“Hello Kitty” – term referring to educated, well-mannered Asian-American women…..
Fiona Yu- educated, well mannered Asian-American woman determined to kill her inner “Hello Kitty”.
HELLO KITTY MUST DIE; the best debut novel I’ve read this year. There is a joy about this manically sublime and entirely over the top book that’s hard to describe. The only way I can explain it is to say I now believe I belong to a secret club. This is the book to present the argument , “Good mysteries can be warped and funny”.
As the novel opens Fiona is working on downgrading her “Hello Kitty” status. This requires that she lose her virginity. What follows is perhaps the most commanding first chapter I’ve read in the last decade. Not since Vicki Hendricks found love with a dolphin has anything been as singularly female, shocking and accessible.

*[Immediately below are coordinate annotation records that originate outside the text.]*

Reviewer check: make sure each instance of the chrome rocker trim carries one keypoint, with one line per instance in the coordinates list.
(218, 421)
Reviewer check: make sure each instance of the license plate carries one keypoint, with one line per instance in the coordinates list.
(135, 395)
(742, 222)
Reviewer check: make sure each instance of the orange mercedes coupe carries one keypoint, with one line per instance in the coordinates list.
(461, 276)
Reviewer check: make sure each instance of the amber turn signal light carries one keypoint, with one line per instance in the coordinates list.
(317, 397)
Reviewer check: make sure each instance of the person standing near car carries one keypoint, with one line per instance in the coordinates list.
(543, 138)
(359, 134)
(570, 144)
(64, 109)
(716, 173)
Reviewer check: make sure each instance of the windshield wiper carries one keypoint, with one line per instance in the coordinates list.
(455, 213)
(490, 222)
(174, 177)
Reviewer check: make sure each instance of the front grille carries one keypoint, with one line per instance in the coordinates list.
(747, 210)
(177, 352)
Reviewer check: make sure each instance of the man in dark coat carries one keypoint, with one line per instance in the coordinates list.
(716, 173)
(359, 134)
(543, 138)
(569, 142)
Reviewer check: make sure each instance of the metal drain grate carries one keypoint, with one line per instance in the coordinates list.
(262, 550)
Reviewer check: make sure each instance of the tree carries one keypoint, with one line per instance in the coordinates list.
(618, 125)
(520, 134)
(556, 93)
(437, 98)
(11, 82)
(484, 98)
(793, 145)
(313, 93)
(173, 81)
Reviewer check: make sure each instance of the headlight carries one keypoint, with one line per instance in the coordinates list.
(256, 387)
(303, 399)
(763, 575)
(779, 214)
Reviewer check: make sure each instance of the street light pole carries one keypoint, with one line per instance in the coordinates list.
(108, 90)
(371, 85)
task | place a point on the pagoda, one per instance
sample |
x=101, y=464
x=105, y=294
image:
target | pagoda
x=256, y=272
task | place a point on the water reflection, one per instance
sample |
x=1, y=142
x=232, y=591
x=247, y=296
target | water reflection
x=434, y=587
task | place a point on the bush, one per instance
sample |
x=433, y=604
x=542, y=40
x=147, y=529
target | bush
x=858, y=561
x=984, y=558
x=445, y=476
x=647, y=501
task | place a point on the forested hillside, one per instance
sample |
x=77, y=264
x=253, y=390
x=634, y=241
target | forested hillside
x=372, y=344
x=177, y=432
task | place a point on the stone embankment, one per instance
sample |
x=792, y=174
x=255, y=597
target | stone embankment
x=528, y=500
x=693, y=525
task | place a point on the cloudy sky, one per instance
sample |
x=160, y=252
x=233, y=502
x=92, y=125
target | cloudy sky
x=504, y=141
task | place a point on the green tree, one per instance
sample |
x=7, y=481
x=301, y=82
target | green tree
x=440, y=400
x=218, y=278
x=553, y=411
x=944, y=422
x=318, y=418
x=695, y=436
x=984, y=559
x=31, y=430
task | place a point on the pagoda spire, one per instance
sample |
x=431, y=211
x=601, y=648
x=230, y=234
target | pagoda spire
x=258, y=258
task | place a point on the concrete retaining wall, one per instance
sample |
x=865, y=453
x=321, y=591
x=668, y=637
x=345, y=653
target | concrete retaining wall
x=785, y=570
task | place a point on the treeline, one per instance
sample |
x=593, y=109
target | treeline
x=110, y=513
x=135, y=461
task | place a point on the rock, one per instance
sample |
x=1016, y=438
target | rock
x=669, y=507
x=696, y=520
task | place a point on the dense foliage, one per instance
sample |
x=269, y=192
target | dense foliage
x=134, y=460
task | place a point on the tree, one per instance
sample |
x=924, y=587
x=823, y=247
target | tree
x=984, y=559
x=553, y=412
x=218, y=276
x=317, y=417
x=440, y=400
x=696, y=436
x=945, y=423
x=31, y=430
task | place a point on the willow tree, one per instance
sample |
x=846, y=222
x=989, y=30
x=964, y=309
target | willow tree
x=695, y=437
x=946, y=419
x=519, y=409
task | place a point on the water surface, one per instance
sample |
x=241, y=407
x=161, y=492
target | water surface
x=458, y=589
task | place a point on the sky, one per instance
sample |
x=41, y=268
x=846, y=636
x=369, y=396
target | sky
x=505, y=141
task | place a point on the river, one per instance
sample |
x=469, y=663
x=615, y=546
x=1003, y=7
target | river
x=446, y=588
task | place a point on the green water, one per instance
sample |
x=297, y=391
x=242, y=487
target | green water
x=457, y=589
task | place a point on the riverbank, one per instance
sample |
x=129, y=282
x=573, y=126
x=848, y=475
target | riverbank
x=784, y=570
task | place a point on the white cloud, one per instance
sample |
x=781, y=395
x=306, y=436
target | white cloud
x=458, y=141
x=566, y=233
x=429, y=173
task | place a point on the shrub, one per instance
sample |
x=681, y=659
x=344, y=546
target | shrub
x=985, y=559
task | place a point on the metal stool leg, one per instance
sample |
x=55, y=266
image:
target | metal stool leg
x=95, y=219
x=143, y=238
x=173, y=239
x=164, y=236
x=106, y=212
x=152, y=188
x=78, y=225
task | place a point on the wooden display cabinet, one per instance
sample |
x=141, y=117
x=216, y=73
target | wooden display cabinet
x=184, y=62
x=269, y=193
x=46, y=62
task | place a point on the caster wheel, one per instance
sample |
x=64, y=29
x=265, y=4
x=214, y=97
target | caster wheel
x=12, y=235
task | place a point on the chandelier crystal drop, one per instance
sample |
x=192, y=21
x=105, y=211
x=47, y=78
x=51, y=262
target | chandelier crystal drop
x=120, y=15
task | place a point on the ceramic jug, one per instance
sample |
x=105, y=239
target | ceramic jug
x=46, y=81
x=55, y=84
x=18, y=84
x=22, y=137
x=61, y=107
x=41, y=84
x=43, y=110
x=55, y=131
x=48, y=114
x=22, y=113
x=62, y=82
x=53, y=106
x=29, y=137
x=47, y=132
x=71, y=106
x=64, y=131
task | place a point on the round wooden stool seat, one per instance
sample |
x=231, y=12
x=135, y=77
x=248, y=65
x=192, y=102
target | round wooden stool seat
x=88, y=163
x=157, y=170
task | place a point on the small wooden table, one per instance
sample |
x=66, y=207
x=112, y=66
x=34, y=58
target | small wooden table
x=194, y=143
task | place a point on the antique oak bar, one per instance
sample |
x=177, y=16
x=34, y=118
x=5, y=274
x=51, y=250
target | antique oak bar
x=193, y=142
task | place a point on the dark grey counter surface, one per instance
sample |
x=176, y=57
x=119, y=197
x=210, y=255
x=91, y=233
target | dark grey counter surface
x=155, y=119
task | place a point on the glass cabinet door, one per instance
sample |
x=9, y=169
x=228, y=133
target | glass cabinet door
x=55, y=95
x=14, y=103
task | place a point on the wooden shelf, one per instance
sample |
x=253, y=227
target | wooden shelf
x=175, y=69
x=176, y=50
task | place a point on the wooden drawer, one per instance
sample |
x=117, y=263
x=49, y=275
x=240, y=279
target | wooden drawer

Cheated out of the rite of passage to “lose her virginity” , our heroine decides to reclaim the momentous moment with plastic surgery. She meets up with her childhood friend, Sean Killroy and an entirely different world opens up for her… this world is dark. Ken Bruen dark. How far does one go to decide who they will become in the U.S.A.? What price do you pay to become the real you? And if the answer to whom the real you is rather shocking do you embrace your individuality or once more conform to society’s ideal of whom you should be…..
BONUS to the above questions, how high can you make the body count?
In Choi’s first novel, I relived the experience of Tart Noir, remembered Richard Stark, found myself wanting to be in the room when Choi met Bill Fitzhugh and Val McDermid. And here’s the most important thing about HELLO KITTY MUST DIE. I found myself promising never to miss a book or a moment with this author, because the pages flow one into the other with a 1990s’ deconstruction and the Romanticism of the Golden Age. No one else could have written this book and no one else should
try to copy it. That’s some major talent for a new writer.
One of the most refreshing aspects of HKMD is the fact that it is a female world but Choi invites any reader who’s experienced Swierczynski or Huston to the party. So read the book. I’ll give you the password to our club. It’s Angela Choi. Remember the name.